The first thing that strikes you about the Apple Watch is how utterly unnecessary it is. Almost simultaneously, you are hit by its price starting at $349 apiece. I am already priced out of it at that number. Actually, I am priced out of anything at any number now.
The next is its health and fitness tracking system that lets you know how unfit you are.
Then, of course, there is its time keeping function that lets you know that it is running out for you. And that too it is synchronized with the universal time giving you an accuracy of plus or minus 50 milliseconds. Apple CEO Tim Cook emphasized "50 milliseconds" as if its wearers could tell a second from a millisecond or, for that matter, the universal time from the earthly time. Who wants an accuracy of plus or minus 50 milliseconds? It is not as if you are operating a spaceship that might miss an exoplanet in the far reaches of Laniakea if you did not have that kind time accuracy.
The watch has a function that lets you send your heartbeat to a fellow Apple Watch wearer. It sounds cool but unless you are sending it to your cardiologist I don’t see its utility beyond one such exchange.
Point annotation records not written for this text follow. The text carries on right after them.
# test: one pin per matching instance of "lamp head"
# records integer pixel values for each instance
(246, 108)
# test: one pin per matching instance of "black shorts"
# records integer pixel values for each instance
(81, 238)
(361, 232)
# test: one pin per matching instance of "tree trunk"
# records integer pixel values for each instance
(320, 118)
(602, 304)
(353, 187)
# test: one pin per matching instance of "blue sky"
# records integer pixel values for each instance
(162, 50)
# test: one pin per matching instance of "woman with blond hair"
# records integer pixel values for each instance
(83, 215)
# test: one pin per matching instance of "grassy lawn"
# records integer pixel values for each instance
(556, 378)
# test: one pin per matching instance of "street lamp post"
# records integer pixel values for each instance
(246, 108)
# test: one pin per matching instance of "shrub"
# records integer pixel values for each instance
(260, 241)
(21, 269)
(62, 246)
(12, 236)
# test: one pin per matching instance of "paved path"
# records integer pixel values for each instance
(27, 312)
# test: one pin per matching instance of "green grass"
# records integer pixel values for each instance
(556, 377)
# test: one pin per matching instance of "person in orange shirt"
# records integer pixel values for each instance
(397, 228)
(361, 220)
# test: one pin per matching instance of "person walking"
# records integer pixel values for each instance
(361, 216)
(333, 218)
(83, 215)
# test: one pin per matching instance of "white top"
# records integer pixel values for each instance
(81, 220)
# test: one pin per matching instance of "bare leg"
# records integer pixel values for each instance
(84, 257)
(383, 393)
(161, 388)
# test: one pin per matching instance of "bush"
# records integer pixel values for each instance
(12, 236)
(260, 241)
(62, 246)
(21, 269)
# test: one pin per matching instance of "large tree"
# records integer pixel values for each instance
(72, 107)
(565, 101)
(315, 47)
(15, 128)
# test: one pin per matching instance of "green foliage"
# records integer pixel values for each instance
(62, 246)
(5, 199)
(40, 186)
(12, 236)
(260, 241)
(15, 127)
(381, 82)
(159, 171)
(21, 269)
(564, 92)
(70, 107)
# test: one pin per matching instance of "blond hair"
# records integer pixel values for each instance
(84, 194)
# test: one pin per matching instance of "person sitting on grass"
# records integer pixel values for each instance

Astonishingly, it has no app yet for the exchange of bodily fluids.
These are just some early observations about the continuing advances in the wearable technology space. Apple is a late entrant since there are already others like Samsung, Sony and Motorola in the play but then Cook’s explanation is that being the first is not important but being the best is. I look at such gadgets only in terms of their technological advance. From that standpoint, once you get past your resentful angst you cannot but marvel at how remarkable technology is becoming. The Apple Watch is an admirable piece of work. I am not the kind who reflexively looks for utility in gadgets. I am quite capable of admiring form for the sake of form, disregarding function. That said, it seems to me that we are becoming suckers for toys.